Luanda era lì, paralizzata dalla paura. Tremava. Se non agiva subito non l’avrebbe mai fatto.
Trattenne il fiato, fece un ultimo passo avanti tenendo la lancia sopra la sua testa con entrambe le mani e improvvisamente cadde sulle ginocchia, conficcando il ferro con tutte le forze che aveva, pronta a spingerlo nella schiena dell’uomo.
Ma accadde qualcosa che non si era aspettata, e avvenne rapidamente, troppo velocemente perché lei riuscisse a reagire: all’ultimo momento McCloud si levò dalla sua traiettoria. Per la stazza che aveva, era molto più rapido di quanto Luanda potesse credere possibile. Rotolò su un lato, esponendo la donna che giaceva sotto di lui. Era troppo tardi perché Luanda potesse fermare il colpo.

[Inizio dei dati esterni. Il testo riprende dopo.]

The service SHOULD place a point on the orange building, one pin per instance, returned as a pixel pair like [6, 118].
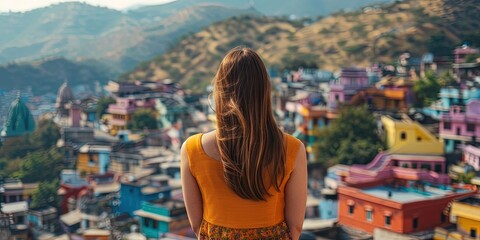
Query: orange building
[384, 99]
[93, 159]
[401, 207]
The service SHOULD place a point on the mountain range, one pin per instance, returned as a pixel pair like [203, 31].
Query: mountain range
[356, 38]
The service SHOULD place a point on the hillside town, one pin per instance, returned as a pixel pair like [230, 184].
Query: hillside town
[119, 148]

La lancia continuò a scendere e, con grande orrore di Luanda, andò a conficcarsi completamente nel petto della ragazza.
La ragazza si sollevò di scatto a sedere, gridando e Luanda rimase atterrita nel vedere come la lancia le aveva profondamente perforato la carne, andandole dritta al cuore. Il sangue le sgorgava dalla bocca e lei guardava Luanda con orrore, con gli occhi di una vittima tradita.

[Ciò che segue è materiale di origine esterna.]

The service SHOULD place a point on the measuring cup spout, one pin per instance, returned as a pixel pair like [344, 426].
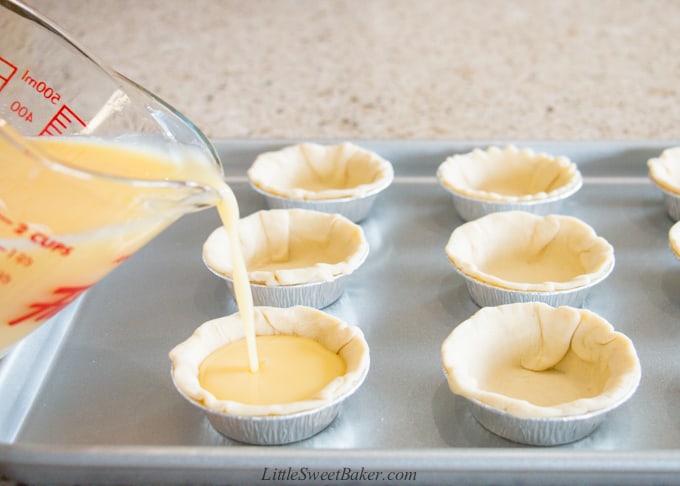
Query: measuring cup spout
[92, 166]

Subito dopo cadde a terra, morta.
Launda rimase lì inginocchiata, ammutolita, traumatizzata, faticando a concepire ciò che era appena accaduto. Prima di riuscire a comprendere appieno la situazione, prima di rendersi conto che McCloud era sano e salvo, venne raggiunta da un colpo bruciante al volto, e cadde lei stessa a terra.
Mentre veniva scaraventata verso il pavimento, si rese conto a stento che era stato McCloud a darle un pugno, un colpo tremendo che l’aveva fatta letteralmente volare. Aveva effettivamente previsto ogni sua mossa, fin da quando era entrata nella stanza. Aveva finto di non essersene accorto. Aveva aspettato il momento giusto, l’occasione perfetta non solo per scansare il suo colpo, ma per ingannarla e farle uccidere nello stesso momento anche quella povera ragazza innocente, così che lei ne portasse addosso la colpa.

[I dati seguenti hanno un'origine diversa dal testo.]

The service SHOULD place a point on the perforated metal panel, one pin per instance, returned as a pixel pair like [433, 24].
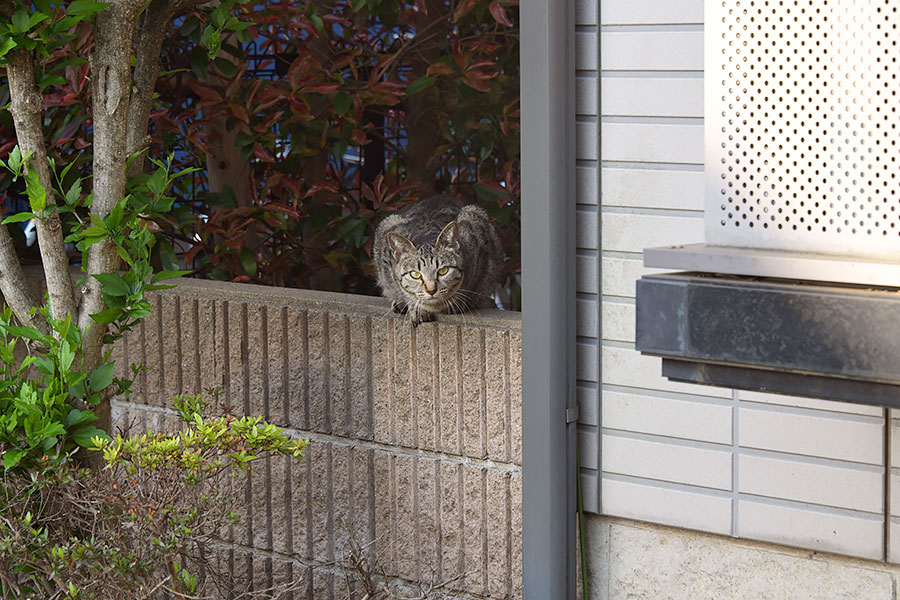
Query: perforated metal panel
[802, 126]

Prima che il mondo diventasse nero davanti ai suoi occhi, Luanda riuscì a scorgere di striscio il volto di McCloud. Stava ghignando, con la bocca aperta e il fiato lungo, come un animale selvaggio. L’ultima cosa che udì, prima che il suo enorme stivale si sollevasse e la colpisse in volto, fu la sua voce gutturale che lo faceva sembrare una bestia: “Mi hai fatto un favore,” disse. “Avevo comunque finito con lei.”